The announcement comes less than a week after the bodies of six U.S. Marines and two Nepali soldiers were recovered from the wreckage of a U.S. military helicopter that crashed in the mountains of Nepal during an aid mission after the quake.

Officials said 300 U.S. Army, Air Force and Marine personnel would start to leave Nepal on Thursday, having completed their rescue and immediate relief operation.

"The U.S. humanitarian workers are ready to return if (their) support is necessary," Lieutenant-General John Wissler of the U.S. Marines told reporters in Kathmandu.

He did not comment on whether the mission ended early due to the helicopter crash.

Nepal Army spokesman Jagdish Chandra Pokharel said the U.S. military had completed its work and was returning on schedule.

The Marines' UH-1Y Huey helicopter disappeared while it was distributing aid in a remote area of Nepal after the April 25 earthquake struck, killing, along with a second large tremor 17 days later, at least 8,624 people.

Hundreds of Nepalese soldiers and several aircraft were mobilised to search for the missing helicopter before it was located and identified on Friday.

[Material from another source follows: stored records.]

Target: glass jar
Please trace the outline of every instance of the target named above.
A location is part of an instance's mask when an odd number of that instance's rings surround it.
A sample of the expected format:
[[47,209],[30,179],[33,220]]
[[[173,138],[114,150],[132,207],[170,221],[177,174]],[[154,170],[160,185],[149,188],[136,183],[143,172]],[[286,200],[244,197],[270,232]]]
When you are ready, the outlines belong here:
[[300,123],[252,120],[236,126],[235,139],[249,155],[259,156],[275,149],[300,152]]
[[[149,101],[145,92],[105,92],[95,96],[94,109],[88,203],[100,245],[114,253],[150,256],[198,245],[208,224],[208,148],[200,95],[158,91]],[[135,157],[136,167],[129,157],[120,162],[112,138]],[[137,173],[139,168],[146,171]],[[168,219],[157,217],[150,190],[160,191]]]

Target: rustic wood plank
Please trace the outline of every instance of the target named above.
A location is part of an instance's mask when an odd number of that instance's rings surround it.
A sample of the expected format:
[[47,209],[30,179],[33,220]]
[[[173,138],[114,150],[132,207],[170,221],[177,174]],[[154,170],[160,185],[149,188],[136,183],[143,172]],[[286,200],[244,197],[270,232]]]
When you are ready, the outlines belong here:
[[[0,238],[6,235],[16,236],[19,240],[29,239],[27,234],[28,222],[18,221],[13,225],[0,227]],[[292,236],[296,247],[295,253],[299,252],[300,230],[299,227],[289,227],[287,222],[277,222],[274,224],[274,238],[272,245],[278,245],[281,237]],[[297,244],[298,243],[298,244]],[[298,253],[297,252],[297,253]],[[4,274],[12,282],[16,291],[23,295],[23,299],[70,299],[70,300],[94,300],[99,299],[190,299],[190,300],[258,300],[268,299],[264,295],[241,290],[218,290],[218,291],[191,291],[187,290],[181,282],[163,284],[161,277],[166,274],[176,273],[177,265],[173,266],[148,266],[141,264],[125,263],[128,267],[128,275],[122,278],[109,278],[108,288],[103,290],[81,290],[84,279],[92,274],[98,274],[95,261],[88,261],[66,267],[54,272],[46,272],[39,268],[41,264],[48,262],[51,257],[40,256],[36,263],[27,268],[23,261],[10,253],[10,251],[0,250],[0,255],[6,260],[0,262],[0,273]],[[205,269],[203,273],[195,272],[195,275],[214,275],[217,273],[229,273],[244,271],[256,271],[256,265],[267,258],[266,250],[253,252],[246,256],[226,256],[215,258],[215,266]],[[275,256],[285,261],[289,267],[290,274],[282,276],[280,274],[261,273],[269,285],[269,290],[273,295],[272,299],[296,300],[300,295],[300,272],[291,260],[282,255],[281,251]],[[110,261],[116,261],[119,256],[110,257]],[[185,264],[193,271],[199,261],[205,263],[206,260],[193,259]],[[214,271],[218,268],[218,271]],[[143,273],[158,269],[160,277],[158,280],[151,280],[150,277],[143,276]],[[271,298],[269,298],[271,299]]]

Twenty-two nations, including the U.S., India and China, have provided aid to Nepal after the earthquakes, said Laxmi Prasad Dhakal, an official in Nepal's interior ministry.

The United States provided nearly $49 million in humanitarian assistance and equipment to Nepal after the earthquakes, and U.S. aircraft transported 110 tons of relief supplies, according to U.S. Ambassador Peter Bodde.